The Energy Information Administration’s (EIA) latest data registers consumer gasoline demand at 9.857 million b/d. That is the highest level ever on record for the month of April and exceeds typical summer demand measurements. As demand skyrockets, gas prices increased across the country on the week with five states seeing double-digit jumps. The national average ticked up a nickel to $2.76.
“Pump prices are causing sticker shock across the country,” said Jeanette Casselano, AAA spokesperson. “Gas is selling at $2.26 or more at every gas station in America. More so, 13 percent of stations have pump prices set at $3 or more.”
West Coast states primarily have the most expensive gas price averages ($3+). However, on the east coast, Pennsylvania ($2.97) is inching closer to that same threshold.
Today’s national gas price average ($2.76) is 17-cents more expensive than last month and 34-cents more expensive that last year at this time.
- The nation’s top 10 states with the largest weekly increases are: Florida (+11 cents), Rhode Island (+11 cents), Connecticut (+10 cents), New Jersey (+10 cents), Michigan (+10 cents), Ohio (+10 cents), Utah (+8 cents), Massachusetts (+8 cents), New Hampshire (+8 cents) and New York (+7 cents).

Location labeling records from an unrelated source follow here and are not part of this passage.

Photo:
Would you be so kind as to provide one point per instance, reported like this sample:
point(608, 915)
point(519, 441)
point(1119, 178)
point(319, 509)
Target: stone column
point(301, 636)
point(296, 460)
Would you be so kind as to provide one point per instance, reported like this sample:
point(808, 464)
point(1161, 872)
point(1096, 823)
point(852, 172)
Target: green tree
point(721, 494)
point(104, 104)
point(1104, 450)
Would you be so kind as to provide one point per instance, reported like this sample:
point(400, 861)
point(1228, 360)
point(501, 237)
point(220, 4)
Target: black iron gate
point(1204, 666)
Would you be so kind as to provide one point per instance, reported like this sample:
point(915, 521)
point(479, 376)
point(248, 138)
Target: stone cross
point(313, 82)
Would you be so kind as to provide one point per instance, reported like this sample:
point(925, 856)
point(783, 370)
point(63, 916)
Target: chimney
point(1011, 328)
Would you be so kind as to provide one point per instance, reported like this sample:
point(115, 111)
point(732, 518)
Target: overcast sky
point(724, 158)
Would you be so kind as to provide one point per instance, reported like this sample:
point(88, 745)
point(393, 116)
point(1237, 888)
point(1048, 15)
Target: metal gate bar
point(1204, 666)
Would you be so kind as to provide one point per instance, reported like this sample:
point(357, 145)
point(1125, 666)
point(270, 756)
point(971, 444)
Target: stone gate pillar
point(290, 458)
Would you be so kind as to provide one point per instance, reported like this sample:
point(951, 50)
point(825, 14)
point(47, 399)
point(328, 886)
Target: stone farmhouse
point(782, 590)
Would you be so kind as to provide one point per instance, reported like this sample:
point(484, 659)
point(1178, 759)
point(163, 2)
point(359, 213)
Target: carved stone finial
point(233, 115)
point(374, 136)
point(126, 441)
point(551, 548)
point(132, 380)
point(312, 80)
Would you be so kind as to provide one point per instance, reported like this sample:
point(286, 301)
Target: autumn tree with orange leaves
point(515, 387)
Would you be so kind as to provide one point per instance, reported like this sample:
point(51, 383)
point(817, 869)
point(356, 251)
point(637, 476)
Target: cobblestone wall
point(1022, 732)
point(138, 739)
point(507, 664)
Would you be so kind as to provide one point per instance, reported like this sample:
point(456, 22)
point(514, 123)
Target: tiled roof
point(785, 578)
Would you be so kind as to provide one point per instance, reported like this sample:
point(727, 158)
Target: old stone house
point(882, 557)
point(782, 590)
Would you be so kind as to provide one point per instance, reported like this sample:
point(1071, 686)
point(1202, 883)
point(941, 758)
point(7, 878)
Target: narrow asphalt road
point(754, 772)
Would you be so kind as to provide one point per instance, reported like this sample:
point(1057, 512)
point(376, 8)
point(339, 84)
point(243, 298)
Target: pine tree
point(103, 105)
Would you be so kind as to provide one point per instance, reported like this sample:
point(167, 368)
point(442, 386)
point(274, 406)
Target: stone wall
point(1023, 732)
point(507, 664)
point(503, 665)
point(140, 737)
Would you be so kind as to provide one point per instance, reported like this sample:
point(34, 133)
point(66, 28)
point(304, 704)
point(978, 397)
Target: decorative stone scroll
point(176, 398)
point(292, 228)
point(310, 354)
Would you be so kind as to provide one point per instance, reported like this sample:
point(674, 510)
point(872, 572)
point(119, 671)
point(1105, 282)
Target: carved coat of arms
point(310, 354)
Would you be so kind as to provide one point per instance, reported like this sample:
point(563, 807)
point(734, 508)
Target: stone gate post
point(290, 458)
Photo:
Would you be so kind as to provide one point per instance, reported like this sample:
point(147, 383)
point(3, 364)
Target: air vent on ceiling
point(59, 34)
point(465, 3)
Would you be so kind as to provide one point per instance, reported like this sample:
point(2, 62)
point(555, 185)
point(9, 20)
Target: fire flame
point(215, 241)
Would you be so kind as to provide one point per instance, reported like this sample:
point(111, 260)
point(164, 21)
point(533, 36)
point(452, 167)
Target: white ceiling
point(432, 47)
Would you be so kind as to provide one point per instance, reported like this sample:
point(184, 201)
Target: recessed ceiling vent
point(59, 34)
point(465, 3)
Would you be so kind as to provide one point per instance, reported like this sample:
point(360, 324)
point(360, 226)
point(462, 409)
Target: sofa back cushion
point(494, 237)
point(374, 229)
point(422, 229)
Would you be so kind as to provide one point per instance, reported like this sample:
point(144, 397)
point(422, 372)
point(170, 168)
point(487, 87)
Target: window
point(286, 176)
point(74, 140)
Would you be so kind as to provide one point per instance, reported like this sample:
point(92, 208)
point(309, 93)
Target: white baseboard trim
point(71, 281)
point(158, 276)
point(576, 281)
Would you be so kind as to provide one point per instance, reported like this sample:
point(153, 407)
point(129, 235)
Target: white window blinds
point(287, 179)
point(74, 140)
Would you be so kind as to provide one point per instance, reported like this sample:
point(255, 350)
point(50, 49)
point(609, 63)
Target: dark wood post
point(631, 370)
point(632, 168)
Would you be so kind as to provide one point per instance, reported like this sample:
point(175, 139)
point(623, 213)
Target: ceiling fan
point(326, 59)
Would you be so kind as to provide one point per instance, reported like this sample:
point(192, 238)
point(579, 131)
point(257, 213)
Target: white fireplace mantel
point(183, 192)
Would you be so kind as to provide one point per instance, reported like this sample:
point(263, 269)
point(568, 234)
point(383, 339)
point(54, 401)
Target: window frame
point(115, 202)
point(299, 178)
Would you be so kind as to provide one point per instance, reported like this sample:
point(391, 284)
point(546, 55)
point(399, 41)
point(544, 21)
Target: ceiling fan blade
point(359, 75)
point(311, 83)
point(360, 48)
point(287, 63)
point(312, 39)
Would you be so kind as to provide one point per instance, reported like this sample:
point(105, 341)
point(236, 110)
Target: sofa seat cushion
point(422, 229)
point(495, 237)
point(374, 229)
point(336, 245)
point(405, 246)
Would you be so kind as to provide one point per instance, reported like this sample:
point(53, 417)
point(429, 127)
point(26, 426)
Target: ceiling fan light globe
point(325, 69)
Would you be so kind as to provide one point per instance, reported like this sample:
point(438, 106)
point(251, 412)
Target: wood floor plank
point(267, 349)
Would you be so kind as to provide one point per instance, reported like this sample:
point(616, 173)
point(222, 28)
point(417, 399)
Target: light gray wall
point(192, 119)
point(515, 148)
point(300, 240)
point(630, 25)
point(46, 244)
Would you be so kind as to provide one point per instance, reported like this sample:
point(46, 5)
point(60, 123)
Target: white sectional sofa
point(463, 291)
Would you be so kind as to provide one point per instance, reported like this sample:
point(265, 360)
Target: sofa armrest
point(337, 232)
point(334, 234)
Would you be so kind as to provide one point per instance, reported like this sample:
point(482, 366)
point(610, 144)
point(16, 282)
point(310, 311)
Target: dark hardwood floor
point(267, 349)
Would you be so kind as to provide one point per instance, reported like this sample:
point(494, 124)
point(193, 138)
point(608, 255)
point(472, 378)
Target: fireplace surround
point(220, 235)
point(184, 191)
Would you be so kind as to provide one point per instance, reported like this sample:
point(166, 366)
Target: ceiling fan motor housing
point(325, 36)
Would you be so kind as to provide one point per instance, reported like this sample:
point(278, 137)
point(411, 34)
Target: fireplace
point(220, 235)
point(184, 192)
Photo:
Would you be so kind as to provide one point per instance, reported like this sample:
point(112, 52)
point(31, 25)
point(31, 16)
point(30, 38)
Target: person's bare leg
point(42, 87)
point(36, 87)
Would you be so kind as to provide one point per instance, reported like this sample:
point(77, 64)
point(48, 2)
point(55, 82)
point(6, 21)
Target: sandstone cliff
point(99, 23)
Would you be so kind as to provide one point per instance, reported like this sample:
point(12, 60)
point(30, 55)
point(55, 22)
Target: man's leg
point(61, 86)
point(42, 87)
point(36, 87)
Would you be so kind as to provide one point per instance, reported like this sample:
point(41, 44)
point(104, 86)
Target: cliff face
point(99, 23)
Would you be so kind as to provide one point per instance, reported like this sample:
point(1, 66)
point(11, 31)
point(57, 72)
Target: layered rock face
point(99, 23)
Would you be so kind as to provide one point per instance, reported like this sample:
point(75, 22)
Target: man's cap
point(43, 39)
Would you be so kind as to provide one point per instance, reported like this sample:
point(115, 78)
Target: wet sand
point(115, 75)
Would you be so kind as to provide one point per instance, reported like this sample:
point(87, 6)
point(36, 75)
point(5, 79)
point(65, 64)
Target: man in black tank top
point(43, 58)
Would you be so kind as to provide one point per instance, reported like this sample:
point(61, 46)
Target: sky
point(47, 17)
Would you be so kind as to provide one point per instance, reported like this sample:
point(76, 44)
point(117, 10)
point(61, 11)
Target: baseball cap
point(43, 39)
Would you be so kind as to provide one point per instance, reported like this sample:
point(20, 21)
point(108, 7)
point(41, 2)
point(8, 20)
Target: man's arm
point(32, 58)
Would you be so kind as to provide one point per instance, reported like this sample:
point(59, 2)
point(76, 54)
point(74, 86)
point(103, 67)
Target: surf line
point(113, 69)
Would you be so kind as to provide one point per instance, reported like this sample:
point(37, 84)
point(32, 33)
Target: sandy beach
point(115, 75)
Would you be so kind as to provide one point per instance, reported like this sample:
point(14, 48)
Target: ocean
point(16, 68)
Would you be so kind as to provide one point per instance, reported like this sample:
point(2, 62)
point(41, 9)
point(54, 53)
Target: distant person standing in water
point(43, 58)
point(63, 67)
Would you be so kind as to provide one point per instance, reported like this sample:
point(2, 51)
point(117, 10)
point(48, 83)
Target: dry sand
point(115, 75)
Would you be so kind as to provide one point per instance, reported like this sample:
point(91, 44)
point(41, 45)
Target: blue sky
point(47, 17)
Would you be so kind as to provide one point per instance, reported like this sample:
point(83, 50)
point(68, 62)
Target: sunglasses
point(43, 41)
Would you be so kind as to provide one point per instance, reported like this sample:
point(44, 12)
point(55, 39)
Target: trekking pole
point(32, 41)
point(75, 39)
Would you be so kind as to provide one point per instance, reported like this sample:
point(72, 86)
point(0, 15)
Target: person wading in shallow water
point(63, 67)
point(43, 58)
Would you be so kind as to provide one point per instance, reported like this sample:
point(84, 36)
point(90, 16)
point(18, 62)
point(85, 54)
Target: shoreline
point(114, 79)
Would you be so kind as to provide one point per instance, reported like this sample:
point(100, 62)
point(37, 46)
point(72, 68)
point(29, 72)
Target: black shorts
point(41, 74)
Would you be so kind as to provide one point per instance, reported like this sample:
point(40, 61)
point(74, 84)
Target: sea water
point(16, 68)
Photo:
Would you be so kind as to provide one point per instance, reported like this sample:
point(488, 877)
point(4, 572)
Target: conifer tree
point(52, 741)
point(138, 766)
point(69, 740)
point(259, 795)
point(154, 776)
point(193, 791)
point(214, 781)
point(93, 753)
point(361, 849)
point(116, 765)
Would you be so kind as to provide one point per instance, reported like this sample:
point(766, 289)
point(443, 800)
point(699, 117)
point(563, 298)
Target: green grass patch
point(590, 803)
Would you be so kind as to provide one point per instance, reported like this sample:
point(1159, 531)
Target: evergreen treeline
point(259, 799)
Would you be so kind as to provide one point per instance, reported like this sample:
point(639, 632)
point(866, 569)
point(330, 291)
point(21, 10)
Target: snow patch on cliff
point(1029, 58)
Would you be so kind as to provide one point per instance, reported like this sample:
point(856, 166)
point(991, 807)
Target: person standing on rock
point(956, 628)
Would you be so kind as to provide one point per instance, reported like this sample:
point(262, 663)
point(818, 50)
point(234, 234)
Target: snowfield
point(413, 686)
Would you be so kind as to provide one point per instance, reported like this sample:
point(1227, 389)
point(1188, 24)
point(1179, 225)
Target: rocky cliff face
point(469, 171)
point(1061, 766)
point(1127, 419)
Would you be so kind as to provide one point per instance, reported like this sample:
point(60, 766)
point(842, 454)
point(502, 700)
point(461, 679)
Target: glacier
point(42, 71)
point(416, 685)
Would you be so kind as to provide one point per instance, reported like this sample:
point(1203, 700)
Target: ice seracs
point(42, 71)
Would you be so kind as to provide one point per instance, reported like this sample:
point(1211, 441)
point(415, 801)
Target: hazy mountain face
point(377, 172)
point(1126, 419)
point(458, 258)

- The nation’s top 10 most expensive markets are: Hawaii ($3.59), California ($3.58), Washington ($3.25), Alaska ($3.23), Nevada ($3.18), Oregon ($3.16), Idaho ($3.05), Utah ($3.02), Pennsylvania ($2.97) and Connecticut ($2.89).
South and Southeast
With an 11-cent increase, Floridians ($2.74) are seeing not only the largest pump price jump in the country and among the South and Southeast states, but the most expensive price in the region. At $2.72, New Mexico has the second highest gas price average in the region followed by Georgia ($2.66). All other states in the region have an average of $2.56 or less.
On the week, all states saw prices increase, just not double-digits like Florida: New Mexico (+6 cents) Louisiana (+5 cent), South Carolina (+5 cents), Alabama (+5 cents), Mississippi (+4 cents), Texas (+4 cents), Arkansas (+4 cents), Oklahoma (+3 cents) and Georgia (+1 cent).
With a 680,000 bbl draw, gasoline inventories sit just above 81 million bbl, which is 2 million more than this time last year.